Melody was grateful to get a referral for her son on the NHS. “I feel  so lucky. The treatment really does seem to be helping Drew’s eczema  and I feel reassured that there are no side-effects and there will be no  long-term damage to his skin”. Drew is much happier too: “My skin is  not as dry and doesn’t feel tight anymore. The eczema has totally  cleared from my chest and stomach area and improved in other places.”

Waqa's story 

Waqas’ case was quite similar to Drew’s in that his eczema was much  worse in the summer and it flared up badly when he was under pres-sure  or was anxious. Waqas had suffered from eczema since the age of two and  his condition was described as “intractable” by his doctors.

After many GP visits for creams, emollients and steroid treatment,  followed by a full dermatology consultation and a stay in hospital,  Waqas’ skin was no better and his mother, Rubina, was at her wit’s end:  “We’d given up.”

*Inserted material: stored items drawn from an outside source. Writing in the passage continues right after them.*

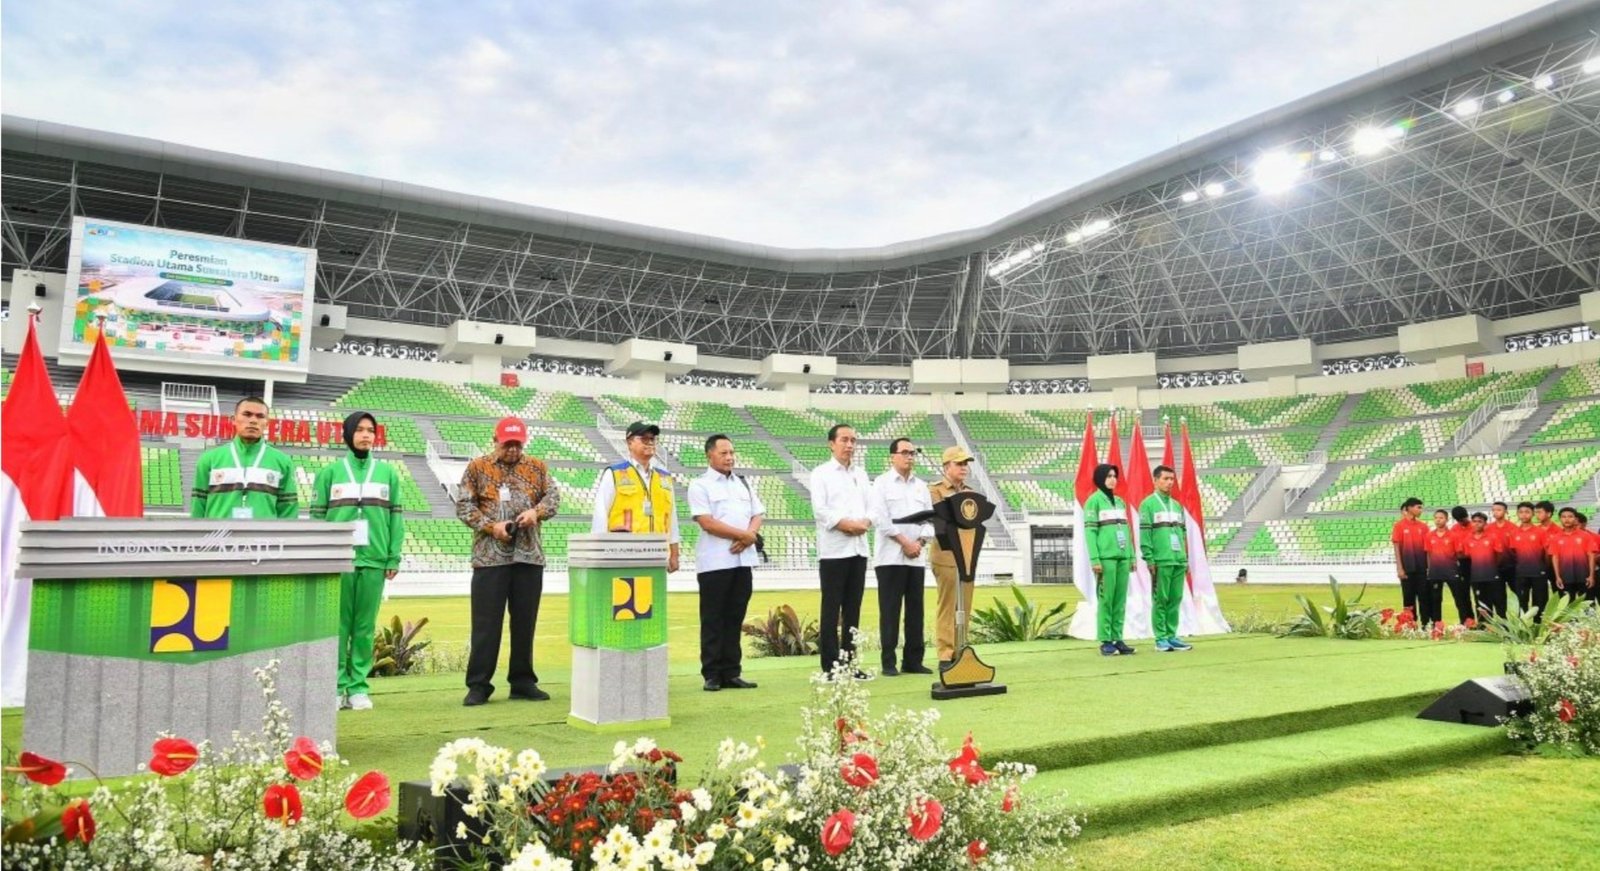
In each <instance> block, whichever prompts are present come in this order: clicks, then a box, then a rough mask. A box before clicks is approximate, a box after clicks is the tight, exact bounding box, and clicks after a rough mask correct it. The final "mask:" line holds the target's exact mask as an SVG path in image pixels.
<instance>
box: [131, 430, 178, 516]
mask: <svg viewBox="0 0 1600 871" xmlns="http://www.w3.org/2000/svg"><path fill="white" fill-rule="evenodd" d="M139 464H141V466H142V468H144V504H146V508H182V506H184V503H186V493H184V480H182V469H181V468H179V463H178V452H176V450H173V448H152V447H150V445H141V448H139Z"/></svg>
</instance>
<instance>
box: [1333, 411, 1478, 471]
mask: <svg viewBox="0 0 1600 871" xmlns="http://www.w3.org/2000/svg"><path fill="white" fill-rule="evenodd" d="M1466 419H1467V418H1466V415H1451V416H1445V418H1421V419H1413V421H1390V423H1358V424H1350V426H1346V427H1344V429H1341V431H1339V436H1336V437H1334V440H1333V445H1331V447H1330V448H1328V458H1330V460H1370V458H1373V456H1421V455H1426V453H1438V452H1442V450H1445V448H1446V447H1448V445H1450V440H1451V439H1453V437H1454V434H1456V431H1458V429H1461V424H1462V423H1466Z"/></svg>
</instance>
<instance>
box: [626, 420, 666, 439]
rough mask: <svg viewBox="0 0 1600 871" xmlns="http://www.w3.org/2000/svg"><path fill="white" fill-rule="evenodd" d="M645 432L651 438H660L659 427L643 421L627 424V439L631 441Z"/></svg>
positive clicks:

During a very bad flare-up at age 13, Rubina was approached by Dr  Jayashree Shah, a GP at the same NHS practice who had just completed her  Faculty-accredited homeopathic training. When Dr Shah heard about  Waqas’ case she suggested they might try using homeopathy.

Waqas and his mother had barely heard of homeopathy and Rubina  admitted she and her husband were sceptical. “To be honest, we thought  it was a bit of a gimmick and wouldn’t have chosen the treatment  ourselves!” But after their first consultation, at which Waqas told his  own story to Dr Shah, Rubina noticed a difference in him. After three  appointments spread over a period of four months, Waqas experienced a  gradual improvement, was able to stop using his creams and for an  18-month period was completely free of eczema. “It was as if he had  never had it.”

Since then there have been few flare-ups and Waqas has learned to  observe the signs of a flare-up in his condition through the better  understanding of his emotional side that has come through his  homeopathic encounter. Through GCSEs and A Levels, he has managed the  flare-ups himself with his individually prescribed homeopathic medicine.